List of DMP-Sponsored or Co-Sponsored Focus Topics and Sorting Categories for the 2009 APS March Meeting

The co-sponsoring units are indicated in between parenthesis.

02.8.2: Dopants and defects in semiconductors (DMP)

Eugene Haller, University of California at Berkeley
Matthew McCluskey, Washington State University
Michael Stavola, Lehigh University

The properties of semiconductors are determined by the presence of impurities and defects. Defects control carrier concentration, mobility, lifetime, and recombination; they are also responsible for processes that involve atomic transport such as migration, diffusion, and precipitation of impurities and host atoms. In dilute III-N-V alloys, impurities even modify the band gap. The control of defects and impurities is the critical factor that enables a semiconductor to be engineered for use in electronic and optoelectronic devices as has been widely recognized in the remarkable development of Si-based electronics and the recent success of the GaN-based blue LED and lasers. The fundamental understanding, characterization and control of defects are proving to be important for the development of novel wide-band gap semiconductors and future solid-state based spintronic devices.
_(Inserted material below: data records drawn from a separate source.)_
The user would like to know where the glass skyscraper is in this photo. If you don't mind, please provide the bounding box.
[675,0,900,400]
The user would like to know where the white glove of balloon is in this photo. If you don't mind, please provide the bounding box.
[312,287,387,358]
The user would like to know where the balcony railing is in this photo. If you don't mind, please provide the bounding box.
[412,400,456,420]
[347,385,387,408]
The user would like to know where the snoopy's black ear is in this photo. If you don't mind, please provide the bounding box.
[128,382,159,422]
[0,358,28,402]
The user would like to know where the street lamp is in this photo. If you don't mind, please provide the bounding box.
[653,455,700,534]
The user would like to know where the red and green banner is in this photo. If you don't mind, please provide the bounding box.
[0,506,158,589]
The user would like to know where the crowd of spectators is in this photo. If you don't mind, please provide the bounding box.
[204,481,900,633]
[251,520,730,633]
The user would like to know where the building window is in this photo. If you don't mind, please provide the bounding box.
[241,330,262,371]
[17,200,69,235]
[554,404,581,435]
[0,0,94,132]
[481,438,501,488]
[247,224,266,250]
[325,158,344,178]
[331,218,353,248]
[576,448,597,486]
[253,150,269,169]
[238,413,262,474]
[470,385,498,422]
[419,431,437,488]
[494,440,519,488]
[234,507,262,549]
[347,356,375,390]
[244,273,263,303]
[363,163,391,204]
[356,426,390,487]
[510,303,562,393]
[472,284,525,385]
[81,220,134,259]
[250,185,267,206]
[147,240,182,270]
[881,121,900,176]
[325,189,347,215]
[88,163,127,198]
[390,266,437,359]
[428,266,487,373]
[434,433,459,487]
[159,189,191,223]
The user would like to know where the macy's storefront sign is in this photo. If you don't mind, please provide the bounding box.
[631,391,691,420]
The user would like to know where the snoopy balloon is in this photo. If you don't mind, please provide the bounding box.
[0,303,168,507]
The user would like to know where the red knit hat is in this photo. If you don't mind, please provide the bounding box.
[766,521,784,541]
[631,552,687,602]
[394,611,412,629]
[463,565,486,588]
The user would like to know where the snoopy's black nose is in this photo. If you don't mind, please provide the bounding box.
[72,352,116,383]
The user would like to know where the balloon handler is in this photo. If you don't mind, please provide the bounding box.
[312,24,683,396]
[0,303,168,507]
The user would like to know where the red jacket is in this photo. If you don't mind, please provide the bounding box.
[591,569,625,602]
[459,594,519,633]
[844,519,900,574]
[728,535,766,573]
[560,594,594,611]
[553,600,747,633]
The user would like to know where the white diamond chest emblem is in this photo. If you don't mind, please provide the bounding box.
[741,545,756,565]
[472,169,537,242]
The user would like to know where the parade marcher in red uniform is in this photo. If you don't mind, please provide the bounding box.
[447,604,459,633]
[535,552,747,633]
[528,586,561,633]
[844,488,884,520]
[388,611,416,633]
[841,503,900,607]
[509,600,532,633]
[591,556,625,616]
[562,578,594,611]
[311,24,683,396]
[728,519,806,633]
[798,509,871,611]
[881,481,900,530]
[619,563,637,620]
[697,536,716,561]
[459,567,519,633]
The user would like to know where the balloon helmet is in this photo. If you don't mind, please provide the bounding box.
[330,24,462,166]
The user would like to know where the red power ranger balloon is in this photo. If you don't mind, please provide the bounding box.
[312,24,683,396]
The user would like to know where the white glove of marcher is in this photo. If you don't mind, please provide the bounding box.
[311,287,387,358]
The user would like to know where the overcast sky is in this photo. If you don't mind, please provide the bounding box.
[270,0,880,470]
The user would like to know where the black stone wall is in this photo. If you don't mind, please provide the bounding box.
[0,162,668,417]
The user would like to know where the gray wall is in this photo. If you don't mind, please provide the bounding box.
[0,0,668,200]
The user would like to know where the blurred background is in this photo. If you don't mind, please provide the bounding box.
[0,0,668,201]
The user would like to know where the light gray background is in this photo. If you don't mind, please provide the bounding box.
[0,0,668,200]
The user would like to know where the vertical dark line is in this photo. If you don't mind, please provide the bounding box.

The physics of dopants and defects in semiconductors, from the bulk to the nanoscale, is the subject of this focus session. The electronic, structural, optical, magnetic and isotopic properties of dopants and defects in elemental and compound semiconductors; SiO2 and alternative dielectrics; wide band-gap semiconductors such as diamond, SiC, metal-oxides, and the group-III nitrides; and organic semiconductors are of interest. Abstracts on experimental and theoretical investigations are solicited.
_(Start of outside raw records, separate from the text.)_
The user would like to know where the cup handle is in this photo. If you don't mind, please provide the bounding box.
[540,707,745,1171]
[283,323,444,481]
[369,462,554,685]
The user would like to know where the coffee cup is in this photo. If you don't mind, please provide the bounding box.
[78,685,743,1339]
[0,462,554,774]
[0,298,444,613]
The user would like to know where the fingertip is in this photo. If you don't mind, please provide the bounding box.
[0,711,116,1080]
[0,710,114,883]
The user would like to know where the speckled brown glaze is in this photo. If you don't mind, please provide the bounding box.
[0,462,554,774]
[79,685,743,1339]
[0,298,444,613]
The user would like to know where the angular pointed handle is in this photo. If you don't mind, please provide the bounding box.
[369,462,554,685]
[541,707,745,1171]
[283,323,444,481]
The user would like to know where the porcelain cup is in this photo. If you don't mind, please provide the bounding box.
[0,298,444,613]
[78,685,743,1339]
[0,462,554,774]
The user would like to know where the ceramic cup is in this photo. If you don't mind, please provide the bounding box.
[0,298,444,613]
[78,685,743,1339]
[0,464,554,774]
03.8.1: Dielectric, Ferroelectric and Piezoelectric Oxides (DMP)

Dillon D. Fong, Argonne National Laboratory
Matthew Dawber, Stony Brook University
Gustau Catalan, University of Cambridge

This topic will focus on fundamental advances in the growth, characterization, and experimental as well as theoretical understanding of dielectric, ferroelectric, piezoelectric, and multiferroic oxides in bulk, thin-film, superlattice, and nanostructured forms. Contributions on functional oxides of all structural types are encouraged. Areas of interest include the physics of structural and ferroelectric phase transitions, domain structure and dynamics, lattice dielectric properties, the impact of disorder on cooperative behavior, progress in theoretical approaches to ferroelectricity, multiferroicity, and relaxor behavior, as well as understanding of oxide synthesis and growth mechanisms. A major thrust will be to explore how bulk dielectric, ferroelectric, and piezoelectric properties are modified in thin-film, superlattice, or other nanoscale geometries, for example by the effects of strain, surfaces and interfaces, chemical environment, and electrical boundary conditions.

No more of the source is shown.